Mortgage companies will expand the availability of 40 year fixed- rate home mortgages in 2006. 40 year loans are already catching on in California and other areas with high home prices. In 2005, 25% of all new loans in California were 40 year mortgages versus the traditional 30 year loan term.

The 40 year mortgage does carry a slightly higher interest rate than a 30 year loan. But, stretching the loan term lowers the monthly house payment. The reduction in payment can mean the difference between renting and buying for lower income families, or in areas with expensive home prices.

For example, on a $400,000 loan at 6%, the borrower’s monthly payment will be $200 less per month for 40 years, than it would be for the traditional 30 year loan. Although less money goes toward paying off the house, most homeowners never pay off a house, anyway. In the U.S. the average homeowner will sell or refinance their home every seven years.
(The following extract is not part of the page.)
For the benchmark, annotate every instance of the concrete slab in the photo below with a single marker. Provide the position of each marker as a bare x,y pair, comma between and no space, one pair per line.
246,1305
In my opinion, stretching the fixed rate loan term to 40 years is less risky than most Adjustable Rate Mortgages (ARM’s). ARM payments go up as interest rates rise and many have no ceiling on how high your payment can go. ARM’s can spell sticker shock, or worst case, families may face an increase in their payment that exceeds what they can afford.

While 40 year loans may not be for everyone, the product is a safer for those who can not qualify or afford a 30 year fixed rate mortgage. With the 40 year mortgage, at least the loan is fixed and the payment will not change for as long as you need it. If you feel that a 40 year mortgage would be better or safer alternative for you, talk to the lenders and make an informed decision.